TABLE 3.
Detection power in dependence of the sequence length
Testing samples | l = 20 kb (%) | l = 8 kb (%) | l = 4 kb (%) | l = 2 kb (%) | l = 1 kb (%) |
---|---|---|---|---|---|
sel(500, 0.001) | 99.8 | 98.8 | 99.2 | 95.2 | 93.4 |
sel(500, 0.2) | 99.0 | 97.8 | 96.8 | 96.2 | 89.0 |
sel(200, 0.001) | 95.4 | 94.8 | 89.8 | 86.0 | 87.8 |
sel(200, 0.2) | 88.4 | 84.0 | 78.8 | 80.8 | 79.6 |
We consider samples of sequences of length l and fixed θ to the same value in training and testing.
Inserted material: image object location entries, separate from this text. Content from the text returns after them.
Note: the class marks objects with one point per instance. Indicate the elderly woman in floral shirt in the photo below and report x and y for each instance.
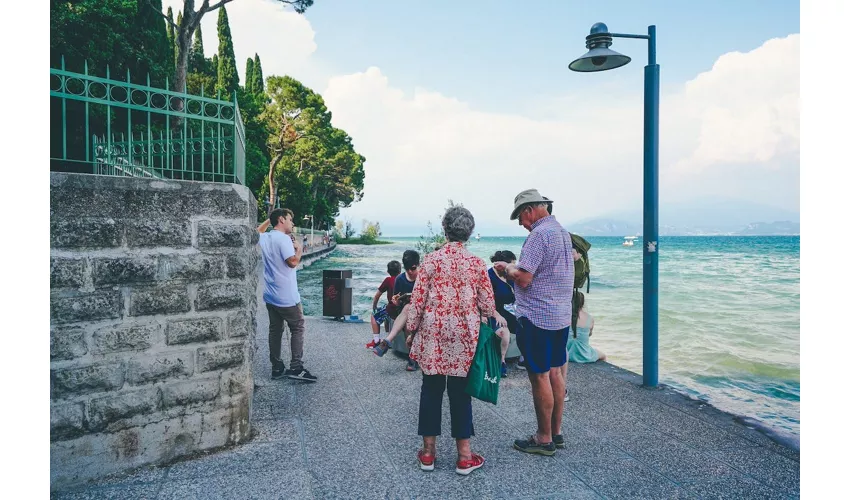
(451, 295)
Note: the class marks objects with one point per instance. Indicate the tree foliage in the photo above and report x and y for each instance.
(197, 62)
(370, 232)
(313, 163)
(249, 75)
(290, 141)
(184, 30)
(228, 77)
(258, 85)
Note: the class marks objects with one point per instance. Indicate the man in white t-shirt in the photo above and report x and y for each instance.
(281, 255)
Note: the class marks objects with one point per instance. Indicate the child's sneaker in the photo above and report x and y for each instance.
(381, 348)
(464, 467)
(426, 461)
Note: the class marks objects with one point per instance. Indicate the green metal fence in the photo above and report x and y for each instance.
(113, 127)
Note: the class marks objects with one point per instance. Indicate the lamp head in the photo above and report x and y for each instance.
(599, 57)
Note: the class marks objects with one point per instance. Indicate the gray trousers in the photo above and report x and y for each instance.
(294, 317)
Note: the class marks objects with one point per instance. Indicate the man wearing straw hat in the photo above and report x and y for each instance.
(544, 273)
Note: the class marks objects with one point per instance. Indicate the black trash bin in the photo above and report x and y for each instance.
(336, 293)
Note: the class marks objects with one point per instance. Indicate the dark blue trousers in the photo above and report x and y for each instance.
(431, 406)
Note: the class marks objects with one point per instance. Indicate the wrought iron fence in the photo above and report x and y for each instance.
(113, 127)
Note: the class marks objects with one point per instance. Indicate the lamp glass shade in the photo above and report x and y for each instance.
(599, 59)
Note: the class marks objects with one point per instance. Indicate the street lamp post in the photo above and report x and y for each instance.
(600, 58)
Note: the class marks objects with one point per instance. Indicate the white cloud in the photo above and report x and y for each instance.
(747, 107)
(425, 147)
(744, 112)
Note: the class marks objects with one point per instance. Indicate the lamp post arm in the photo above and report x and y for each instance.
(627, 35)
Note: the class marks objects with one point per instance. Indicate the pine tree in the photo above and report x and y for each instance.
(169, 32)
(258, 85)
(197, 64)
(249, 75)
(228, 77)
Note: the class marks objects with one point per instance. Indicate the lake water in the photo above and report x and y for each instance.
(729, 312)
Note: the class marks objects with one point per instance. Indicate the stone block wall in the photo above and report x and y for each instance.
(152, 321)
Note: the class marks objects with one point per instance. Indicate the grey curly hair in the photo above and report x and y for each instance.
(458, 224)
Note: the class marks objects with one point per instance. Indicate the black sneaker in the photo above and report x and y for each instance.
(301, 374)
(531, 446)
(278, 370)
(558, 439)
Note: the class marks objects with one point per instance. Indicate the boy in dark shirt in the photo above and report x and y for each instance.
(379, 315)
(401, 297)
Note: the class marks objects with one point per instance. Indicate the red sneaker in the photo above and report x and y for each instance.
(426, 460)
(464, 467)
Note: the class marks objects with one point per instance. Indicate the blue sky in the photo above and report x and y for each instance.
(472, 101)
(498, 56)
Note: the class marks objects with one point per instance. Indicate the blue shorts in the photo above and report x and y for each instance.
(542, 349)
(381, 315)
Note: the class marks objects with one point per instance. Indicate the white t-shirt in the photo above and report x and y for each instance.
(281, 287)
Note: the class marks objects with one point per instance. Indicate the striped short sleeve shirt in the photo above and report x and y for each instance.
(547, 254)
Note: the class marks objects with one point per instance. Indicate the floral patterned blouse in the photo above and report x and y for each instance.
(451, 294)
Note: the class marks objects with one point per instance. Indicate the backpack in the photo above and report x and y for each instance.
(582, 266)
(582, 270)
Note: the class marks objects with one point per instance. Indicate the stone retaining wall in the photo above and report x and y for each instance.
(152, 321)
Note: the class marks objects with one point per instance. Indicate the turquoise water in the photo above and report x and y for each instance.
(729, 312)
Training was done with neu + sel(N(500, 2002), N(0.2, 0.12)). The type I error probability (probability of incorrect classification of neutral samples) was adjusted to 5%. When l = 20, 8, or 4 kb, the length of the subsegments was chosen as 2 kb; when l = 2 or 1 kb, each subsegment was 0.5 kb. The summary statistics were computed independently for each subsegment. The predictive power remains quite high even for short regions.